Liputan6.com, Amman - Terusir dari negerinya, Suriah para pengungsi mengadu nasib di negara orang demi menyelamatkan nyawa. Mereka berharap belas kasih. Namun, nasib berkata lain. Mereka terlunta-lunta tanpa masa depan yang jelas. Nasib orang dewasa dan anak-anak suram.
Menurut salah satu organisasi kemanusiaan di ibu kota Yordania, Amman, bocah-bocah dari usia 3 tahun telah dieksploitasi menjadi pekerja anak oleh petani dan pengusaha.
Advertisement
Organisasi Tamkeen menemukan anak-anak bekerja di sisi orang tuanya di pertanian sepanjang Laut Mati. Sebanyak 46% adalah anak laki-laki dan 14% perempuan. Paling muda ditemukan berusia 3 tahun.
Bocah-bocah ini menghabiskan 44 jam untuk bekerja selama seminggu.
Salah satunya adalah Yassan. Anak laki-laki yang berasal dari Homs, Suriah, itu terpaksa menyambung hidupnya selama ia mengungsi di Yordania. Ia bekerja sebagai petugas kebersihan di sebuah kawasan bisnis di Kota Irbid, utara Yordania. Remaja 14 tahun itu bekerja 12 jam sehari, 7 hari seminggu.
Ayah Yassan menyandang disabilitas akibat dipukuli oleh oposisi Suriah, sehingga tak bisa lagi bekerja.

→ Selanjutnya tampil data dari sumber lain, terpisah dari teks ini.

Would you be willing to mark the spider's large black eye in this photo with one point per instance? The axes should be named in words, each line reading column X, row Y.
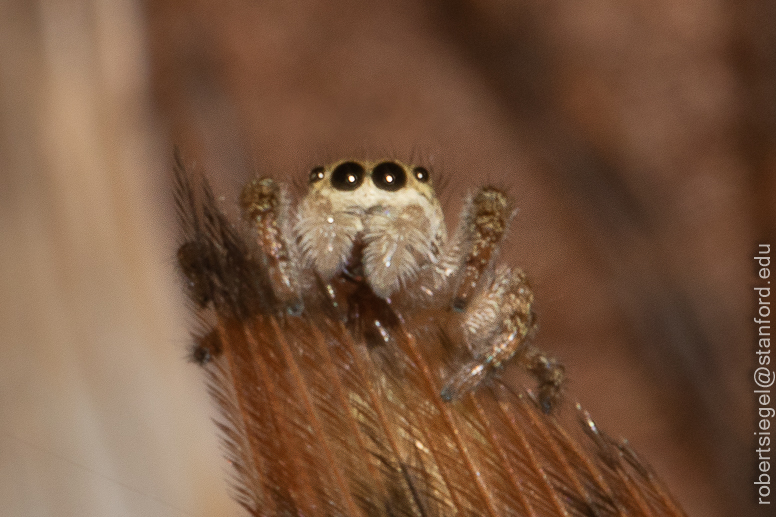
column 347, row 176
column 421, row 174
column 317, row 174
column 389, row 176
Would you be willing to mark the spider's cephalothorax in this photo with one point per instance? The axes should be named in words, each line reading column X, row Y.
column 379, row 226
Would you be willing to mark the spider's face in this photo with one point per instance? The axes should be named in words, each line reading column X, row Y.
column 388, row 207
column 355, row 186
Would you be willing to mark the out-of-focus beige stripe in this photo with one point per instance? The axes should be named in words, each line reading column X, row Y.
column 99, row 413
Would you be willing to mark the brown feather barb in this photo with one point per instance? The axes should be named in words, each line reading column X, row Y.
column 318, row 419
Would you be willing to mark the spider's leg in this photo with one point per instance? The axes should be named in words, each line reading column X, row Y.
column 266, row 207
column 498, row 323
column 484, row 222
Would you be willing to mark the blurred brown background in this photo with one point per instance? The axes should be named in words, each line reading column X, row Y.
column 638, row 139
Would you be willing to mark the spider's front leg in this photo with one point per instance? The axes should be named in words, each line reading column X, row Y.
column 265, row 205
column 498, row 323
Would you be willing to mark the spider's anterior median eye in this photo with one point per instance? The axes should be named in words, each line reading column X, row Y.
column 347, row 176
column 389, row 176
column 421, row 174
column 317, row 174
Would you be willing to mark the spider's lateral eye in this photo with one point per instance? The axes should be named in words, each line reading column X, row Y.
column 317, row 174
column 347, row 176
column 421, row 174
column 389, row 176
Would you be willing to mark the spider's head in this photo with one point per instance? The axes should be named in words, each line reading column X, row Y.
column 388, row 208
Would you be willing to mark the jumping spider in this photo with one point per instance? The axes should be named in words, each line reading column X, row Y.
column 379, row 226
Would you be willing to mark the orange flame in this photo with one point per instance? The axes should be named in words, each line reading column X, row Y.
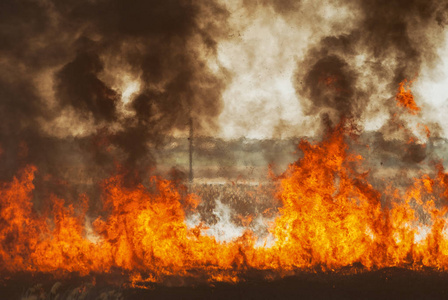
column 405, row 98
column 332, row 217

Ibunya, yang menderita penyakit akut, hanya bisa bekerja paruh hari sebagai pembantu.
Yassan hanya dibayar 1 dinar per jam atau kurang dari US$1 dolar atau kurang lebih Rp 5.000. Sementara upah minimum Yordania berkisar 2.5 dinar per jamnya.
"Aku bekerja 12 jam setiap hari. Dan ini adalah pekerjaan berat. Kami tidak akan pernah dapat libur kecuali meminta. Itu pun tak akan dibayar," tutur Yassan seperti dikutip dari BBC, Rabu (4/11/2015).
"Aku bekerja mulai bekerja pukul 08.00. Namun bosku kerap kali minta aku bekerja hingga larut. Aku sampai rumah pukul 21.00. Selama Ramadan lebih parah. Aku harus bekerja lembur dan tak pulang hingga pagi," kata Yassan.
"Mereka pun tak membayar aku cukup. Tapi aku tak punya pilihan lagi. Mereka jelas ambil keuntungan dari situasi kami. Mereka memperlakukan kami berbeda dengan orang Yordania lainnya," tutur Yassan.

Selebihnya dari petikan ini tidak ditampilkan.